Au début des années 2000, de nombreux Kurdes ont placé leurs espoirs dans la possibilité d’une ouverture démocratique telle qu’elle était suggérée par l’AKP dans le cadre des négociations d’adhésion à l’Union européenne. On nous promettait de tourner la page des militaires, de la discrimination envers les Kurdes, envers les minorités et les opprimés de toutes sortes, dont ceux issus des milieux religieux. En tant que militante des droits humains, j’ai moi-même défendu par le passé le droit des femmes voilées à aller à l’université et j’ai salué la levée de cet interdit. Mais à partir de 2015, et notamment la percée politique du nouveau parti d’opposition prokurde, le HDP, la vitrine que nous avait vendue l’AKP a radicalement changé. Les accords de paix initiés en 2012 avec le PKK ont volé en éclat. Erdogan a révélé son vrai visage: ne pouvant instrumentaliser les Kurdes à des fins électorales, il s’est mis à les réprimer, en scellant une alliance avec le parti d’extrême droite MHP. Depuis, les Kurdes sont régulièrement criminalisés: incarcération en 2016 de Selahattin Demirtas (ex-coprésident du HDP) pour «propagande terroriste», poursuites judiciaires contre des journalistes kurdes, des activistes, limogeage de dizaines de maires kurdes élus démocratiquement aux municipales de 2019 pour les remplacer par des administrateurs désignés par Ankara.
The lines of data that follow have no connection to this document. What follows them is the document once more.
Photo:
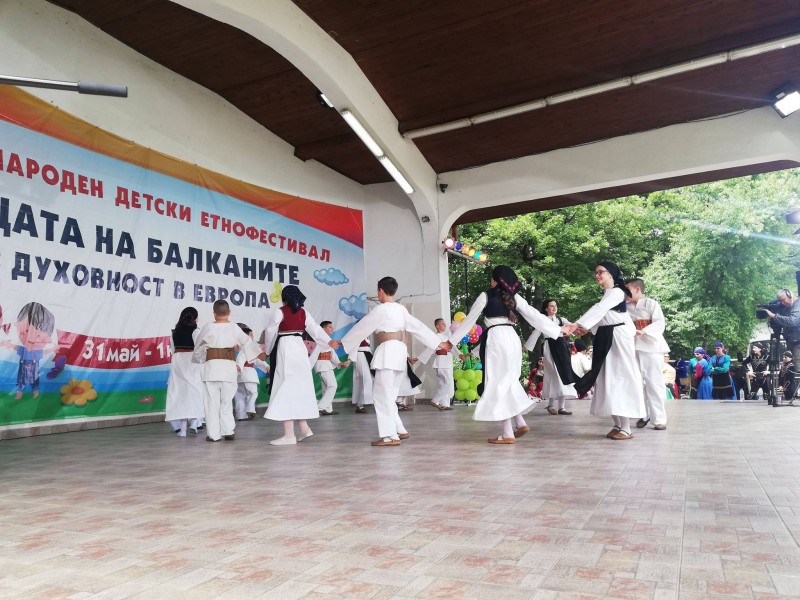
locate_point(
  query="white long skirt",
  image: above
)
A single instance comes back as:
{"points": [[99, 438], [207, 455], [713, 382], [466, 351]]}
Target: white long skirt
{"points": [[293, 395], [362, 381], [503, 396], [184, 388], [618, 389], [552, 388]]}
Un scrutin libre et transparent est-il envisageable dans ce contexte?
Il y a beaucoup d’espoir, mais aussi beaucoup d’inquiétude. Dans le Sud-Est à majorité kurde, les associations de la société civile se mobilisent pour veiller au bon déroulement du vote, mais elles sont sous haute pression. Se pose également la question du traitement objectif et non arbitraire des recours en cas de litige lors du dépouillement des votes. Le juge qui vient d’être nommé à la tête de la commission électorale de Diyarbakir est un magistrat connu pour avoir prononcé des sentences très lourdes contre des féministes et des députés kurdes. Ce n’est pas bon signe. À cela s’ajoute le problème de l’organisation du suffrage dans les zones sinistrées par le séisme du 6 février, où habitent des Kurdes. De nombreux survivants ont perdu leurs proches, leurs maisons, leurs papiers. Ils n’ont pas eu le temps ou l’énergie d’aller se faire enregistrer pour voter. Il y a également les populations déplacées. On entend parler du risque de voir des pro-AKP voter deux fois, dans leur ville d’origine et dans la ville où ils ont été temporairement relocalisés. Et puis il y a toutes ces victimes qui n’ont pas encore été comptabilisées: à ce jour, des milliers de corps sont encore sous les gravats. Dans la famille de mon mari, à Adiyaman, un grand nombre de disparus n’ont pas encore été identifiés, et ne sont donc pas déclarés morts. La possibilité que les noms de telles personnes soient utilisés comme des votants ne peut être exclue. Malheureusement, le contexte est propice aux manipulations.